The hair follicle consists of three distinct parts:

From the top (skin surface) to the bottom:

• The infundibulum,

• The isthmus

• The deep part also called hair bulb.

The infundibulum consists of the segment from the entrance of the sebaceous duct to the skin surface. The isthmus consists of the segment between the opening of the sebaceous duct and the attachment of the arrector pili muscle. The inferior segment extends from the attachment of the arrector pili muscle to the dermal hair papilla (Miller et al., 2013a).

 

The follicle is also comprised of different parts:

The Ostium is the hair exit orifice. All hairs in a follicle come out of the same ostium. The hair and inner root sheath are formed by pluripotent stem cells in the hair matrix. The outer root sheath represents a downward extension of the epidermis (Miller et al., 2013a). The sebaceous gland is one of the main cutaneous glands, producing sebum.
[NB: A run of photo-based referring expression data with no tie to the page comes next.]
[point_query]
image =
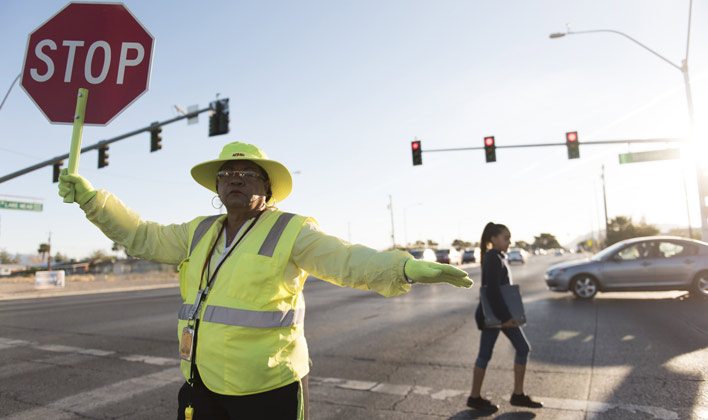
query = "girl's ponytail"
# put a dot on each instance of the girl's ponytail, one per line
(491, 229)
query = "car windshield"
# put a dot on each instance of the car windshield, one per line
(607, 251)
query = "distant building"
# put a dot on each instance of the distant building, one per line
(8, 269)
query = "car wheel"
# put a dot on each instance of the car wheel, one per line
(700, 285)
(584, 287)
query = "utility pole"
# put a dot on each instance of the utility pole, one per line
(49, 252)
(393, 236)
(604, 198)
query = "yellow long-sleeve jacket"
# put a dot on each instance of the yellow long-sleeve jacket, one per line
(236, 358)
(323, 256)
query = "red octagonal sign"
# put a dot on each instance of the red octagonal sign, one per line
(98, 46)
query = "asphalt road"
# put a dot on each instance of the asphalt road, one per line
(619, 356)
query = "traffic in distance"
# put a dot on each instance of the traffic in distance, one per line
(637, 264)
(651, 263)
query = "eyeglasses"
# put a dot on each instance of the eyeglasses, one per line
(228, 173)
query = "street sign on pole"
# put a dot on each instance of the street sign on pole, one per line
(101, 47)
(664, 154)
(19, 205)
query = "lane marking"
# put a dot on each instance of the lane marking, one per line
(591, 407)
(67, 408)
(6, 343)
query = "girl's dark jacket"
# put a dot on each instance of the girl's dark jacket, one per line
(495, 273)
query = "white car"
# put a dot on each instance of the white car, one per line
(516, 254)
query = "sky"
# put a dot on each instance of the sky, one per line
(336, 91)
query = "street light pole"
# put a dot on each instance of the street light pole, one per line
(683, 68)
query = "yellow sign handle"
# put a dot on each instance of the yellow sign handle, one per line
(75, 150)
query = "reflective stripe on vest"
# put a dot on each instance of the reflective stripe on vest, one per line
(269, 244)
(274, 235)
(246, 318)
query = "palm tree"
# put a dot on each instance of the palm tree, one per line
(43, 250)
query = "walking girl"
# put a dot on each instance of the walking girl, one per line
(495, 272)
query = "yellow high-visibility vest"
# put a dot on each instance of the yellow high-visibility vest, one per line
(250, 337)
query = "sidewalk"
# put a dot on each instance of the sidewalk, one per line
(23, 287)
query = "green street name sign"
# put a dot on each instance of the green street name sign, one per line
(18, 205)
(664, 154)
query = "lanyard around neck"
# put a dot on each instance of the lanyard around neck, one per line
(201, 294)
(227, 252)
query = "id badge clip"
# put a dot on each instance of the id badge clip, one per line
(186, 344)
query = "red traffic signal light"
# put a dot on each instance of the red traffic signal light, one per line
(490, 152)
(571, 141)
(417, 153)
(103, 157)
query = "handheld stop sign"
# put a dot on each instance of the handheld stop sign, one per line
(99, 48)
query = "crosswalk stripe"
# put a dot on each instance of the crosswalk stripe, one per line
(591, 407)
(67, 408)
(6, 343)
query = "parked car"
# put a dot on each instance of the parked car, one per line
(516, 254)
(443, 256)
(455, 256)
(468, 256)
(638, 264)
(426, 254)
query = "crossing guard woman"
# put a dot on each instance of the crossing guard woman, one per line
(242, 345)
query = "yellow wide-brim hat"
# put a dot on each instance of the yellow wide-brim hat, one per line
(281, 182)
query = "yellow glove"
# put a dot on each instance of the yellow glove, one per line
(430, 272)
(75, 186)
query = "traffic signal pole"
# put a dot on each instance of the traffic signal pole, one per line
(589, 143)
(103, 143)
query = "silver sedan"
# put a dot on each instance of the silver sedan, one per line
(638, 264)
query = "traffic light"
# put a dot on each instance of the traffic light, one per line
(417, 153)
(219, 118)
(155, 139)
(57, 171)
(102, 157)
(571, 140)
(490, 149)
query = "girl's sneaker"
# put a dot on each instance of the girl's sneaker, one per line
(481, 404)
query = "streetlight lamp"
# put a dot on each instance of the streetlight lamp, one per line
(683, 68)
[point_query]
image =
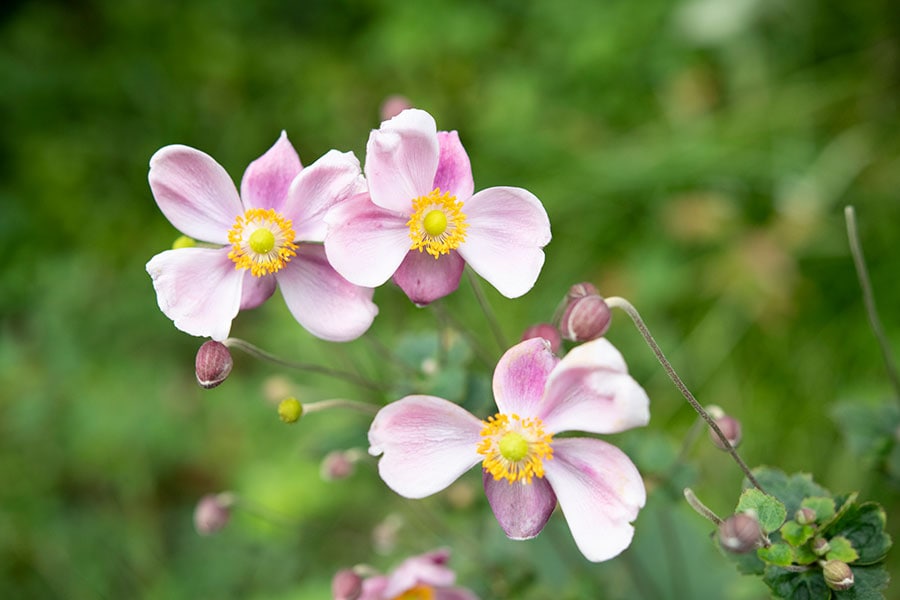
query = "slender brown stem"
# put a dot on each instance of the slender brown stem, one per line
(869, 298)
(625, 305)
(263, 355)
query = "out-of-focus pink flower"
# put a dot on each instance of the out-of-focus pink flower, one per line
(428, 442)
(420, 222)
(424, 577)
(255, 239)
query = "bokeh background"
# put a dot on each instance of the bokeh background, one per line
(694, 156)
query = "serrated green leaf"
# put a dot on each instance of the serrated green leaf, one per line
(868, 582)
(796, 534)
(823, 506)
(841, 550)
(791, 490)
(790, 585)
(779, 554)
(768, 510)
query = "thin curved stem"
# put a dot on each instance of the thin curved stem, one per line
(625, 305)
(263, 355)
(869, 298)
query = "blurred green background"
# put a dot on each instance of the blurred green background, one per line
(694, 156)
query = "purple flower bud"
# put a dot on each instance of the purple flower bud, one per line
(346, 585)
(731, 427)
(838, 575)
(212, 513)
(546, 331)
(213, 364)
(586, 315)
(740, 533)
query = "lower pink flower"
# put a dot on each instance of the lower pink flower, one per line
(428, 442)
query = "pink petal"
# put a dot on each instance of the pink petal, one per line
(590, 390)
(198, 288)
(454, 172)
(335, 177)
(266, 180)
(508, 227)
(424, 278)
(402, 159)
(256, 290)
(365, 243)
(323, 302)
(600, 492)
(521, 375)
(194, 192)
(522, 509)
(427, 443)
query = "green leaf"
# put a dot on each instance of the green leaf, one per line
(768, 510)
(791, 490)
(841, 550)
(796, 534)
(823, 506)
(790, 585)
(779, 554)
(868, 583)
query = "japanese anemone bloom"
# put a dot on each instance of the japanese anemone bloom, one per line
(254, 240)
(428, 442)
(421, 223)
(423, 577)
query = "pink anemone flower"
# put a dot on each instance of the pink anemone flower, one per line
(421, 223)
(428, 442)
(255, 240)
(418, 577)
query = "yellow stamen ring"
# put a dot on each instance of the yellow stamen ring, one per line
(437, 224)
(514, 448)
(261, 240)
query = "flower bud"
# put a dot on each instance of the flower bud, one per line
(838, 575)
(740, 533)
(346, 585)
(731, 427)
(586, 315)
(339, 464)
(546, 331)
(290, 410)
(213, 364)
(213, 512)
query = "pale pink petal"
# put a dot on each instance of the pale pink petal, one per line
(256, 290)
(590, 390)
(335, 177)
(194, 192)
(365, 243)
(521, 375)
(198, 288)
(425, 278)
(508, 227)
(600, 492)
(454, 172)
(323, 302)
(426, 442)
(522, 509)
(401, 160)
(266, 180)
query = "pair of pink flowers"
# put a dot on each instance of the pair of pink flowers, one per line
(427, 442)
(326, 235)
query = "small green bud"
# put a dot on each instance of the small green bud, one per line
(838, 575)
(290, 410)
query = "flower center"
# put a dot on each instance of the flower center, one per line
(262, 241)
(514, 448)
(436, 226)
(420, 592)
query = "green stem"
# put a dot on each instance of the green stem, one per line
(869, 298)
(625, 305)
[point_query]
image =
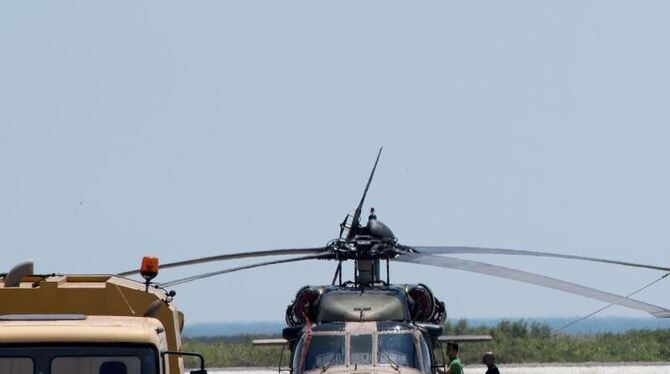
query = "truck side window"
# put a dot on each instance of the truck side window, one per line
(16, 365)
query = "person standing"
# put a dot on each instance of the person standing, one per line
(455, 365)
(489, 360)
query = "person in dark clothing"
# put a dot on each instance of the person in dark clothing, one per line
(489, 360)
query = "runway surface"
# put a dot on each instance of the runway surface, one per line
(584, 368)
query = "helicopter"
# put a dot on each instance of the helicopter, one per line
(369, 324)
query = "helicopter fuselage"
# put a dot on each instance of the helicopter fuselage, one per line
(362, 347)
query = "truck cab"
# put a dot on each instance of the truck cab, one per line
(87, 324)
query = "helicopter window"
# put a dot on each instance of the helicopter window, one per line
(425, 355)
(361, 349)
(17, 365)
(325, 351)
(398, 350)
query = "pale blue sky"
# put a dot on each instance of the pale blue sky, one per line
(191, 129)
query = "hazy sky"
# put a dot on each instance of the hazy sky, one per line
(186, 129)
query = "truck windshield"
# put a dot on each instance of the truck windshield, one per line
(78, 359)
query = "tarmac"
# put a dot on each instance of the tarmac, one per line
(577, 368)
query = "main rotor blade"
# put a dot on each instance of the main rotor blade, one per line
(235, 256)
(536, 279)
(231, 270)
(515, 252)
(357, 214)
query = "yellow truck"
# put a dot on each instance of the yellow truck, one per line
(88, 324)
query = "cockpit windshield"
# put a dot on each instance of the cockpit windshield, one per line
(388, 348)
(325, 351)
(398, 350)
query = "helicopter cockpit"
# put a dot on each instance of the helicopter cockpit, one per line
(355, 346)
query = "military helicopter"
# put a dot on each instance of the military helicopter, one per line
(368, 324)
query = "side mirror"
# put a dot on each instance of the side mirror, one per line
(198, 355)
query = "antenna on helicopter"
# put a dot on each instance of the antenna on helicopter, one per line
(350, 226)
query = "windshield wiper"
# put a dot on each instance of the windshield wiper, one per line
(395, 366)
(327, 365)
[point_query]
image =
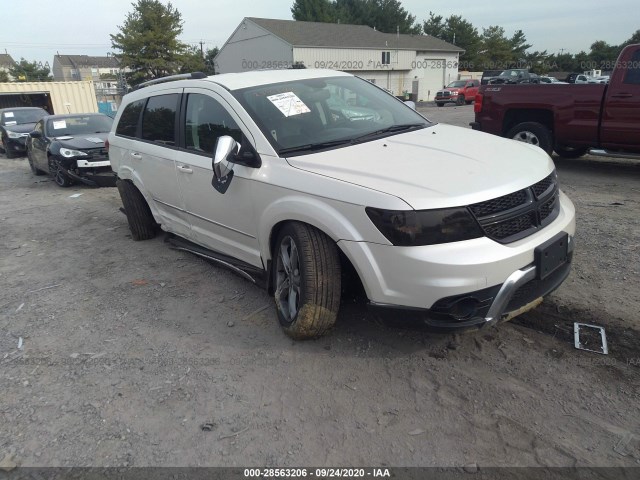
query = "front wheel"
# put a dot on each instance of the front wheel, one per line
(7, 152)
(306, 277)
(32, 165)
(141, 222)
(570, 152)
(532, 133)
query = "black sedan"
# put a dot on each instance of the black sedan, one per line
(71, 148)
(15, 125)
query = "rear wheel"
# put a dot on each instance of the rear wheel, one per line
(58, 174)
(306, 277)
(570, 152)
(141, 222)
(532, 133)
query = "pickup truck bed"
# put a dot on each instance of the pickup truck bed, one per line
(571, 118)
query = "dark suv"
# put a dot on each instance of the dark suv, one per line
(15, 125)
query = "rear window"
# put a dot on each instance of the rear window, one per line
(159, 119)
(128, 124)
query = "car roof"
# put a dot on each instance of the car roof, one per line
(236, 81)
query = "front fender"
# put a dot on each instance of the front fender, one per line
(338, 220)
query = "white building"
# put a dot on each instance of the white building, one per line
(419, 64)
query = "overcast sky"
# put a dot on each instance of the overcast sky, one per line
(37, 29)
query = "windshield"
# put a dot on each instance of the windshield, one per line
(306, 115)
(80, 125)
(19, 117)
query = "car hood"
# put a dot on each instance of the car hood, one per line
(21, 128)
(83, 142)
(436, 167)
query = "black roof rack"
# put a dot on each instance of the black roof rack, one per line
(171, 78)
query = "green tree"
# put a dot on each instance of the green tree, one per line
(635, 38)
(209, 64)
(519, 45)
(148, 42)
(436, 26)
(192, 60)
(384, 15)
(313, 11)
(458, 31)
(25, 71)
(495, 51)
(602, 54)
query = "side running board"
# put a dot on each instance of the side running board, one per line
(254, 274)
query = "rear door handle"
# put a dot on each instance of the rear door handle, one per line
(184, 169)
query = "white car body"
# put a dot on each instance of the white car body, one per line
(437, 167)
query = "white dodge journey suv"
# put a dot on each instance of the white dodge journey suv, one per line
(292, 177)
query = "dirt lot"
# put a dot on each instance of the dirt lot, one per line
(130, 348)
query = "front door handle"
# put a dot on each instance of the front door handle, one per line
(184, 169)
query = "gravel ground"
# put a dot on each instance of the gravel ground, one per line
(122, 353)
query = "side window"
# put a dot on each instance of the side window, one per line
(159, 119)
(206, 121)
(632, 75)
(128, 124)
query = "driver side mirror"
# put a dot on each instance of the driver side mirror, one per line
(225, 150)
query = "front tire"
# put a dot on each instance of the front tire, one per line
(34, 169)
(61, 178)
(141, 222)
(533, 133)
(570, 152)
(8, 153)
(306, 278)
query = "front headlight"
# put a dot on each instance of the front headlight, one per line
(406, 228)
(11, 134)
(68, 153)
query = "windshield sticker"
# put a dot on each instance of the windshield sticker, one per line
(289, 104)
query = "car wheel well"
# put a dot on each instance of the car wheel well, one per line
(515, 116)
(352, 286)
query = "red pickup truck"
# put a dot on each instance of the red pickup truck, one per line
(458, 92)
(569, 119)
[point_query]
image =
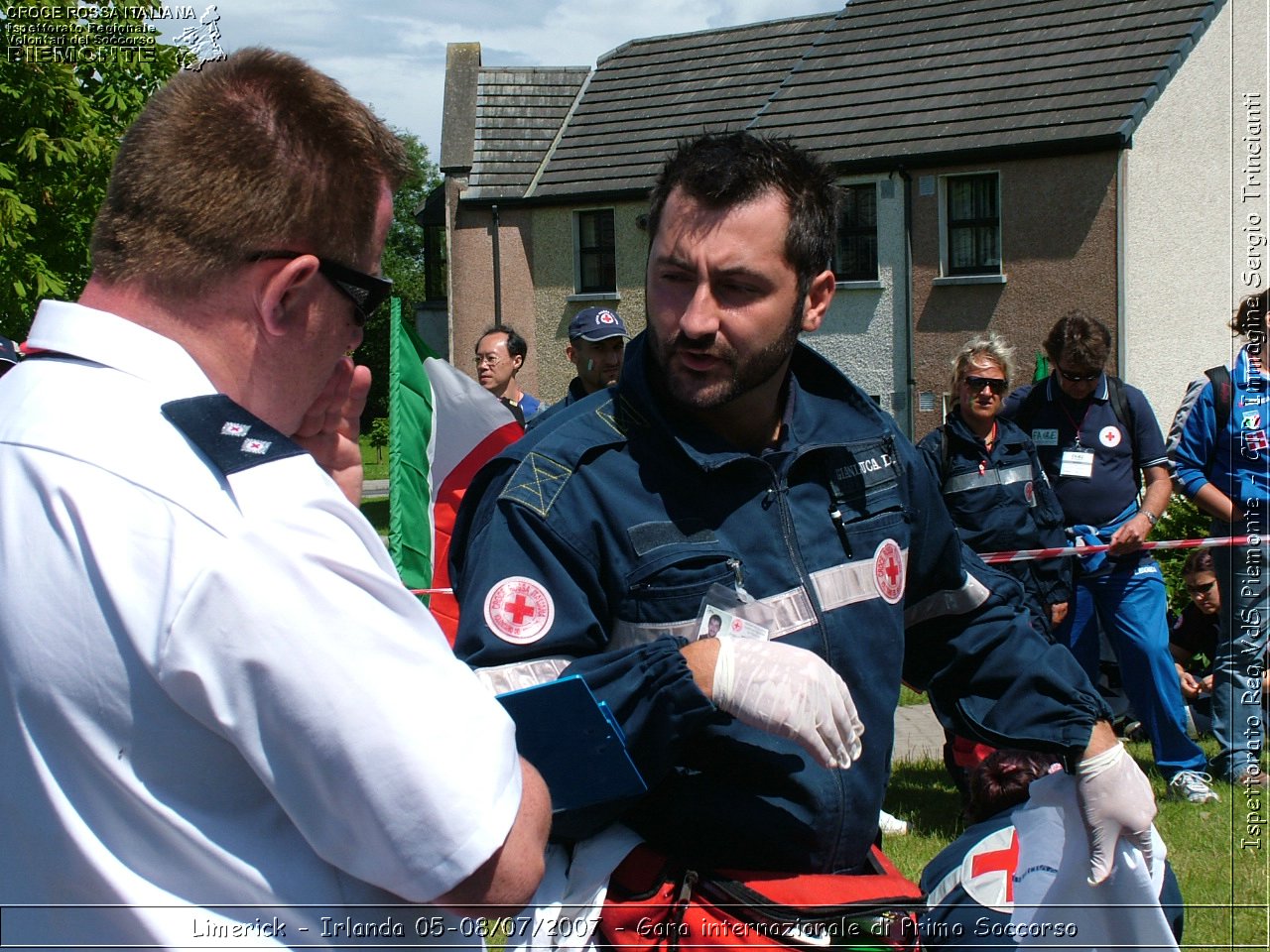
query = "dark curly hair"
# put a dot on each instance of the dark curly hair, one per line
(1002, 779)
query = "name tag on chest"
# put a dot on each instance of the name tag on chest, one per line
(1078, 463)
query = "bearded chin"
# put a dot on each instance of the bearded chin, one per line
(747, 373)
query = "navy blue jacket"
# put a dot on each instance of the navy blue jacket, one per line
(587, 548)
(1002, 506)
(1120, 447)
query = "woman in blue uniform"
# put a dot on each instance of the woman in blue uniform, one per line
(997, 495)
(992, 481)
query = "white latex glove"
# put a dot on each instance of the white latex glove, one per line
(789, 692)
(1115, 801)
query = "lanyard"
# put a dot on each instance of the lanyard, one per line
(1072, 419)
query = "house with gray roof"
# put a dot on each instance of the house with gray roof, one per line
(1002, 162)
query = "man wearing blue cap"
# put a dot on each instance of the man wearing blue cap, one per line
(597, 340)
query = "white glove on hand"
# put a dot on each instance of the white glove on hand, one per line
(1115, 801)
(789, 692)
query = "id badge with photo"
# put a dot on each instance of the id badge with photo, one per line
(728, 613)
(1078, 463)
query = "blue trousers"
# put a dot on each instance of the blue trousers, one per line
(1238, 720)
(1130, 604)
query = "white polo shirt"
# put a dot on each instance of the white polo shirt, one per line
(213, 689)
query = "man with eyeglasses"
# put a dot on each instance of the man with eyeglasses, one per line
(1100, 444)
(733, 471)
(500, 353)
(221, 714)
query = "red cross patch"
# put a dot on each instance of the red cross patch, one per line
(889, 570)
(518, 610)
(988, 870)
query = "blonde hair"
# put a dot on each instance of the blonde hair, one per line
(257, 153)
(989, 345)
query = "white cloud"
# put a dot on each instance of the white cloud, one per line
(391, 54)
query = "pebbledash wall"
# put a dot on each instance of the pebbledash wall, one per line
(556, 298)
(1184, 217)
(1058, 249)
(471, 284)
(865, 333)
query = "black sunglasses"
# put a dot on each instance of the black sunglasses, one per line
(1080, 377)
(994, 384)
(366, 291)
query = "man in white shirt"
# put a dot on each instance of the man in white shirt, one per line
(221, 715)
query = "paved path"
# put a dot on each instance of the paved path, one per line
(917, 734)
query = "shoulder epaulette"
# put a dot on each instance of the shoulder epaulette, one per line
(229, 435)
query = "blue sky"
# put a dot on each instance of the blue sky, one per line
(391, 54)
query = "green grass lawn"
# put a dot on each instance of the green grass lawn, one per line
(1218, 851)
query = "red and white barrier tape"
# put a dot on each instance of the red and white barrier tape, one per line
(1064, 551)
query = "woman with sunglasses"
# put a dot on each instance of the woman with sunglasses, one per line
(1224, 467)
(1103, 453)
(997, 494)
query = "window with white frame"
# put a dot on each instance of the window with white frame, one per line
(595, 258)
(973, 221)
(855, 257)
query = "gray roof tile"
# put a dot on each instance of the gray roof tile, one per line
(878, 82)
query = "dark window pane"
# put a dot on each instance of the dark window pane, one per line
(856, 257)
(597, 271)
(974, 225)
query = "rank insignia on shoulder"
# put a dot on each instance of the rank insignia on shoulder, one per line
(232, 438)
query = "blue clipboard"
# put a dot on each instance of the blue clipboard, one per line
(574, 742)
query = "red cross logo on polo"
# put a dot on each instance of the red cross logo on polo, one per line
(988, 870)
(518, 610)
(889, 570)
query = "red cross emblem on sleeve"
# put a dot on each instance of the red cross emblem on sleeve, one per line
(518, 611)
(889, 570)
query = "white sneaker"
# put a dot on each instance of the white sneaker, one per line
(1192, 785)
(892, 824)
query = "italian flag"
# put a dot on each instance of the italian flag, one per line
(444, 428)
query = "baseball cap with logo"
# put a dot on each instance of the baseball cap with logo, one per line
(597, 324)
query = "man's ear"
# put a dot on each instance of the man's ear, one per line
(820, 294)
(281, 293)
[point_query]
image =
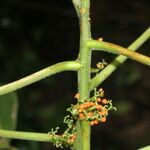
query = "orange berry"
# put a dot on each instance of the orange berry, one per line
(92, 123)
(95, 121)
(81, 115)
(98, 107)
(103, 119)
(104, 101)
(99, 99)
(77, 96)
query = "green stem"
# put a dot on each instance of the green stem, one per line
(59, 67)
(83, 127)
(106, 72)
(116, 49)
(41, 137)
(76, 4)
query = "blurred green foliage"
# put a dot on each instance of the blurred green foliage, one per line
(29, 35)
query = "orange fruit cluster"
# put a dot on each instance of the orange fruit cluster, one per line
(94, 110)
(72, 138)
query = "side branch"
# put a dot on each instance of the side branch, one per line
(59, 67)
(116, 49)
(41, 137)
(107, 71)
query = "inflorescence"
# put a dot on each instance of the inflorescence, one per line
(94, 110)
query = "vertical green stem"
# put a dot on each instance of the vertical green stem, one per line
(83, 127)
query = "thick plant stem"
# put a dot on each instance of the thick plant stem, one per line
(83, 127)
(41, 137)
(116, 49)
(59, 67)
(106, 72)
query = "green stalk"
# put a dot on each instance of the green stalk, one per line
(116, 49)
(59, 67)
(106, 72)
(83, 127)
(41, 137)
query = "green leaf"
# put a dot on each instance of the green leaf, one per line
(8, 111)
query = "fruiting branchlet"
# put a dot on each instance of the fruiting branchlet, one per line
(95, 110)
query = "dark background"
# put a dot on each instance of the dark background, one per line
(38, 33)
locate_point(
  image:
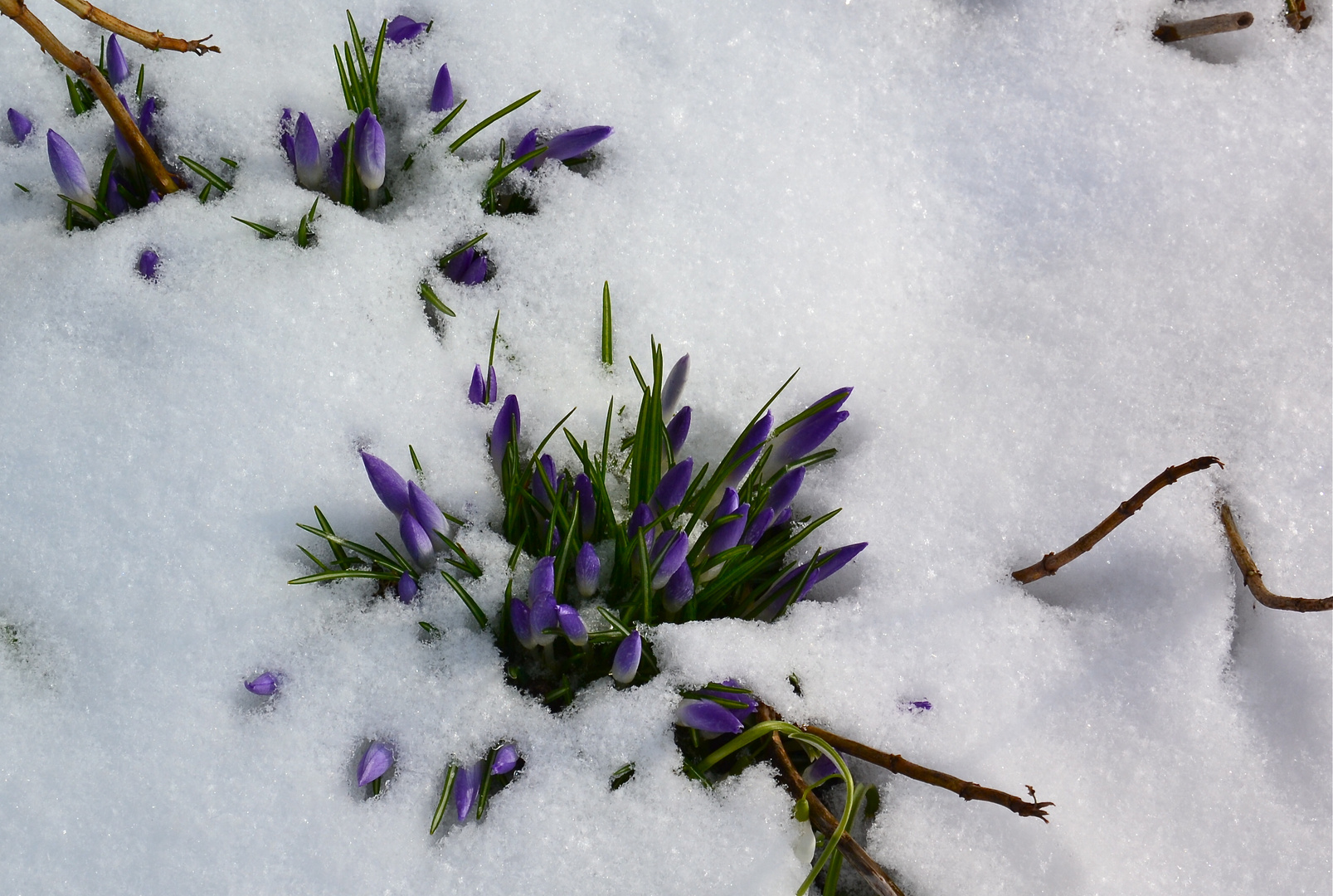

Thedermal papilla lies in the deep part of the follicle.

Figure 3 Schematic depicting the five major components from the hair follicle and the three anatomic segments.

Figure 3 Schematic depicting the five major components from the hair follicle and the three anatomic segments.

 THE DERMAL PAPILLA

It is very important to understand what the dermal papilla is and how it works. The dermal papilla is attached to a blood vessel and nerves. This vessel brings the necessary nutrients that will create the cells forming the hair. During the growing phase, the hair is attached to the papilla. Removing this hair (for example by pulling the wrong hair during hand stripping or brushing too hard or using a comb to remove the matts) rips off the papilla and creates a micro wound and therefore, an open door to the blood system. This can lead to an infection of the follicle and creates further skin issue. The trauma caused to the follicle can lead to inflammation and lead for example to inflammation of the sebaceous gland which will increase the production of sebum. Too much sebum will lead to more oily skin and hair, an imbalance of the skin flora, engorgement of the follicle which can lead to the stopping of hair regrowth, blackheads, pustules, folliculitis, etc. The pet may also emit bad odours.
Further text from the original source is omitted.